A guest post by Martino Maggetti:
Mr. Osborne, the Chancellor of the Exchequer of the United Kingdom, recently announced the dismembering of the Financial Services Authority. The watchdog was publicly blamed for its alleged “light-touch” regulatory approach and failure to prevent the financial meltdown.
From 2012, its competencies will be separated between a number of new and old agencies. The Bank of England will assume not only monetary policy, but also “macro-prudential supervision”, that is, the responsibility for systemic risks oversight and regulation. In addition, a Consumer Protection and Markets Authority will ensure the “integrity” of financial markets, while a new Prudential Regulatory Authority “will carry out the prudential regulation of financial firms, including banks, investment banks, building societies and insurance companies”.
This is quite a spectacular institutional development. The FSA is an independent regulatory agency (IRAs) which employs more than 2,500 people and possess important regulatory powers. It regulates a crucial sector of a leading country, which is widely recognized as a trend-setter in regulatory governance.
Can we interpret this decision as a signal for paradigmatic shift, eventually leading to a process of de-agencification, which could spill over other countries and sectors? It is too early to say. However, a number of elements would suggest that policy makers will rather reinforce regulatory governance by IRAs. First, new public sector-specific agencies are being created. Second, IRAs, together with governments, were the key players in the aftermath of the financial crisis. Third, the solution to the problem is politically framed in terms of more intense regulation.
What is under pressure is a specific model of regulator. If we take the British case as a forerunner, it appears that the performance of integrated supervisors with broad and consolidated competencies – fiercely independent from the ministry but holding informal linkages with the regulated industries – proved to be not up to expectations. Structural weaknesses stemming from unclear objectives and extended moral hazard seem to surpass efficiency gains (Abrams and Taylor 2000).

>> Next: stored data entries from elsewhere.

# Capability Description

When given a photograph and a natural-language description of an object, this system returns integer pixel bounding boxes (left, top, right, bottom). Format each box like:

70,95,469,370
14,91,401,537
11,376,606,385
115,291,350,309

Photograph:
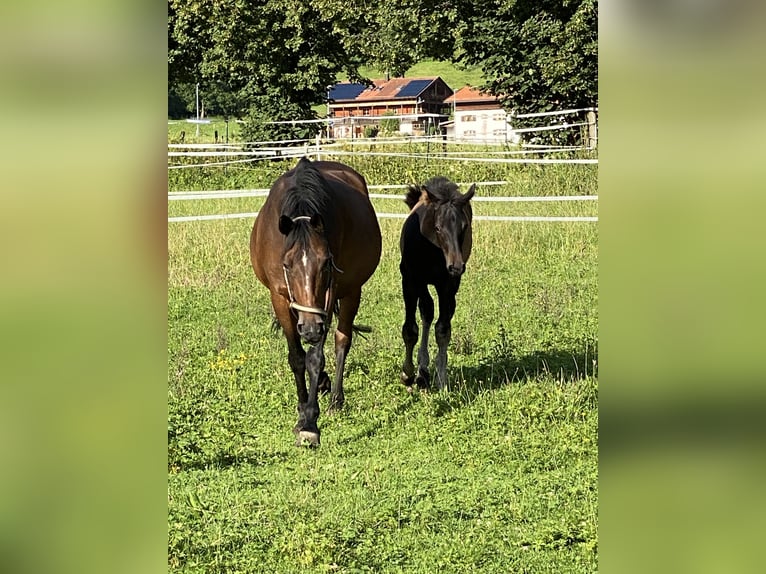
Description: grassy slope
359,59,485,90
168,159,598,572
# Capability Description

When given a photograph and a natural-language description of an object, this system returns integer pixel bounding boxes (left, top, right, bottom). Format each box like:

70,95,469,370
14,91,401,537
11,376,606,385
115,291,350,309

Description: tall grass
168,157,598,572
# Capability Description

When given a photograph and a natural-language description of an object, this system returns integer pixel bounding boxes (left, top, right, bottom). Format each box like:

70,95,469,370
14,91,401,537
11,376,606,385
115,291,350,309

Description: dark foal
399,176,475,390
250,157,381,445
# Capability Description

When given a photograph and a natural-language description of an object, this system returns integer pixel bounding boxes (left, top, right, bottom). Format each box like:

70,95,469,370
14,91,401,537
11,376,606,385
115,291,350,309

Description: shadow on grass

And yet, this particular institutional arrangement diffused rapidly from the 1990s (Cihak and Podpiera 2008). Fully integrated financial supervisory agencies increased from one in the 1980s to around 40 today. This anecdotic evidence confirms once again that establishment of regulators did not follow a rationale of instrumental learning, but rather an emulation process whereby their symbolic properties were more important than actual effectiveness (Gilardi 2008).